The UK’s tax, payments, and customs authority, HM Revenue and Customs (HMRC), has set out its “digital by default” strategy in a new transformation roadmap on 21 July 2025, highlighting e-invoicing as a key step toward fully digitalising the country’s tax and customs systems.

The initiative builds on the progress made under the existing Make Tax Digital (MTD) scheme. As part of the ongoing digital reform, the UK is exploring the implementation of e-invoicing to improve tax compliance and reduce administrative burdens.

HMRC recognises the important role intermediaries, such as tax advisers, customs agents and software providers, play in the tax and customs system on behalf of customers. The Charter makes it clear that customers have a right for someone to represent them.

HMRC also recognises that leveraging opportunities for greater intermediation, including use of software and technology, will move it closer to a more automated tax system. For tax advisers who interact directly with HMRC on behalf of their clients, HMRC will provide digital services that help the system run smoothly, improving the experience for tax advisers and their clients.

By 2030 HMRC will make compliance easy for those who are trying to get their tax right with as little administrative burden as possible. At the same time, to ensure fairness and trust across the tax system, and to increase revenue for public services, HMRC will make it as difficult as possible for those who seek to deliberately pay less than they should or cause harm to the tax and customs system.

HMRC’s compliance strategy is built around:

  • preventing non-compliance – developing policies, processes and digital services that prevent opportunities for error, avoidance, and evasion. This includes preventing harmful intermediaries from entering the system;
  • promoting compliance – high-quality, targeted guidance and nudging customers to make correct tax returns and customs declarations when they use HMRC’s digital services or their own tax software;
  • responding where compliance risks remain – prompting the customer to correct their tax and customs declarations themselves or deploying a compliance officer to investigate and take action to ensure money owed is paid.

The total tax gap stood at GBP 46.8 billion in 2023 to 2024. In its first year, the current government announced the biggest ever package of measures, certified by the Office for Budget Responsibility, to close the tax gap, delivering GBP 7.5 billion of additional tax revenue by 2029 to 2030. However, there is more work to do and closing the remaining areas of the tax gap will require tackling some of the toughest areas of compliance risk.

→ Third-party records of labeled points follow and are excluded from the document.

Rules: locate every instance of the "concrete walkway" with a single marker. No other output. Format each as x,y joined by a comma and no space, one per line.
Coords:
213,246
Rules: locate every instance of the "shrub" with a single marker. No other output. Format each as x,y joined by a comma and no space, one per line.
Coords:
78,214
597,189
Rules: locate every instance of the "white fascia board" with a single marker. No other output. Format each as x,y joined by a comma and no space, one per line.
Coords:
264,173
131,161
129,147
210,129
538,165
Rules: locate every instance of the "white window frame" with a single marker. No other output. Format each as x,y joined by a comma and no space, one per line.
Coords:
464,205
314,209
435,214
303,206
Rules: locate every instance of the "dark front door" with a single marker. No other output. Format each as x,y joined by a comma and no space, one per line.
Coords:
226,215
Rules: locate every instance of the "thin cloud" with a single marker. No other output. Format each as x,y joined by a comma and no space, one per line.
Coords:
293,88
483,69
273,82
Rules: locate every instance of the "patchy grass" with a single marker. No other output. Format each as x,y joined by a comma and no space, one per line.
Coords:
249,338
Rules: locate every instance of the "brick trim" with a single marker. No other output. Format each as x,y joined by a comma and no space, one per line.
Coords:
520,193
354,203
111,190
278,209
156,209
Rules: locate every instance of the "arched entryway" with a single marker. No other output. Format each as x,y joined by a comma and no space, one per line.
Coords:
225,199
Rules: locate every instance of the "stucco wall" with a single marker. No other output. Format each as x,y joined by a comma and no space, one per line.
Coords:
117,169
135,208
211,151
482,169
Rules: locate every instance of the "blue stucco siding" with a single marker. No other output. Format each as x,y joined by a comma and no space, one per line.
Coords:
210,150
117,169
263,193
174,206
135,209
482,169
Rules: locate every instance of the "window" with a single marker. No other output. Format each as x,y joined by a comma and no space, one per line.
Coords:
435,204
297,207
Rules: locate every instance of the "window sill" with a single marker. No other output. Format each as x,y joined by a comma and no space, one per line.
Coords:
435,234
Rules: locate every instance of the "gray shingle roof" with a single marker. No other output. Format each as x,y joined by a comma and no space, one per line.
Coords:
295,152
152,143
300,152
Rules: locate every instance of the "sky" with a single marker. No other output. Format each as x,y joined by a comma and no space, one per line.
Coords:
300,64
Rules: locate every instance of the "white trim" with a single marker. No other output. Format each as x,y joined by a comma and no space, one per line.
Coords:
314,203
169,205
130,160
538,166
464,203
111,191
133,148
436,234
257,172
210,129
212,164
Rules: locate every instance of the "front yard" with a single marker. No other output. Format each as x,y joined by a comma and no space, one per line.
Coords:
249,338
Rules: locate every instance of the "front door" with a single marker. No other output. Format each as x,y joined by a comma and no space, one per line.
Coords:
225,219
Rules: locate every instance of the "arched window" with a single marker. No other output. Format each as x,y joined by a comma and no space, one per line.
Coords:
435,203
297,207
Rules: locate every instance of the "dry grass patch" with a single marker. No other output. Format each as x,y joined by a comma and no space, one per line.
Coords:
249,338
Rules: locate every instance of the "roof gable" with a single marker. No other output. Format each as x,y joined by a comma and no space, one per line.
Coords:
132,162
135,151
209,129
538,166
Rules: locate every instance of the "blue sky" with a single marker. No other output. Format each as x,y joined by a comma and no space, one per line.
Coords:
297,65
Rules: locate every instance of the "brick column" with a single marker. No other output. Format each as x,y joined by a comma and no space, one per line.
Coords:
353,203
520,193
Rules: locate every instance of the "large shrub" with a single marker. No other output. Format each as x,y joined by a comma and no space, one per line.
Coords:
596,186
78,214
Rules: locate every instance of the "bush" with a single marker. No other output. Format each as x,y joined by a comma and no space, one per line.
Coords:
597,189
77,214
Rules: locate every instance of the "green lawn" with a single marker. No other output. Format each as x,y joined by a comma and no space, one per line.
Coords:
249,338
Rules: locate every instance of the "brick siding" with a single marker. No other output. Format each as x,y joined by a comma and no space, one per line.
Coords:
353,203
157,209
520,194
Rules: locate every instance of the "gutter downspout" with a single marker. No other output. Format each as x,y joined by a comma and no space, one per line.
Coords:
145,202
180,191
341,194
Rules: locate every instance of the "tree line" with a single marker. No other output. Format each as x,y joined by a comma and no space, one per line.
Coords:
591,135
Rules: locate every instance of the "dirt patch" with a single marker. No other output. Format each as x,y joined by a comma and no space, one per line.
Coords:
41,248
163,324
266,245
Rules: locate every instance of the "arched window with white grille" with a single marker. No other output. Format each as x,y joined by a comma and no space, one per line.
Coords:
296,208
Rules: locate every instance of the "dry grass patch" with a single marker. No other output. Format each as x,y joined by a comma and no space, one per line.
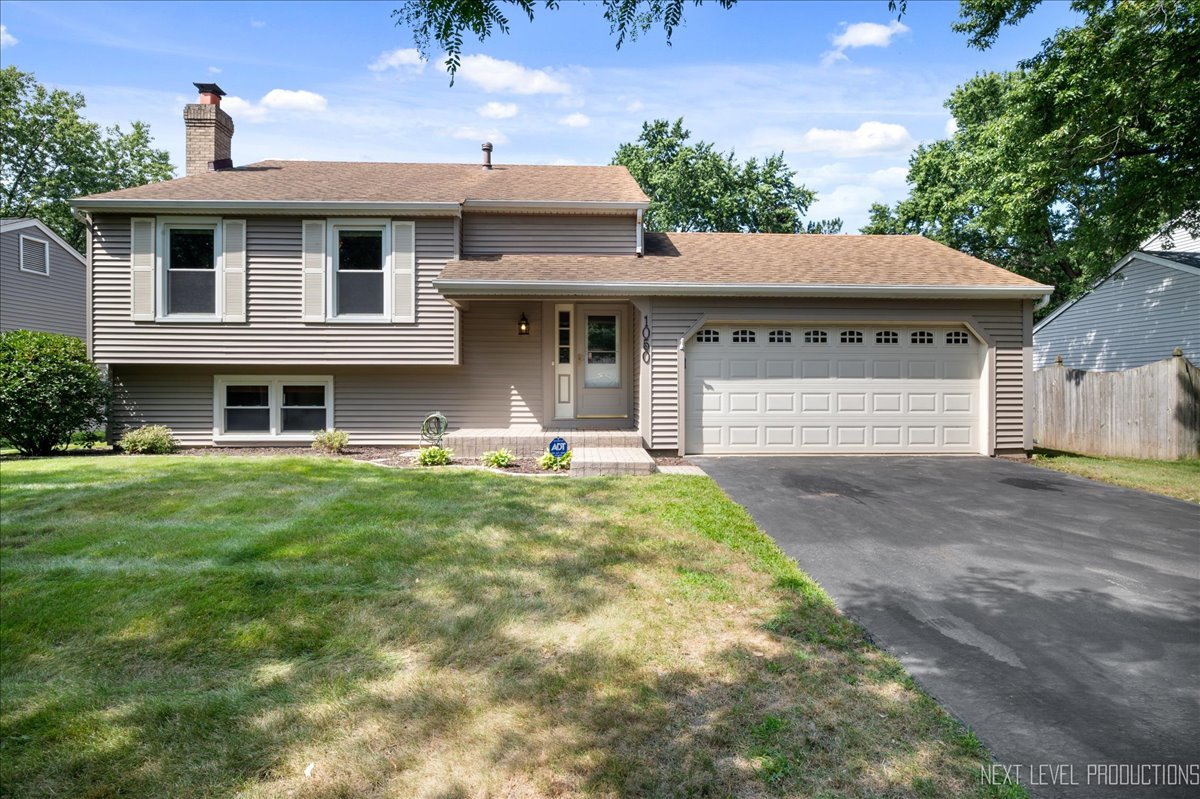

HMRC and the Department for Business and Trade (DBT) are jointly leading efforts to encourage the uptake of e-invoicing across both the private and public sectors. Public consultation on the matter closed in May 2025, with the collected responses set to inform the UK’s future approach to the adoption of e-invoicing.

The proposal forms part of a broader effort to enhance the efficiency, transparency, and effectiveness of the UK’s tax system by leveraging digital tools.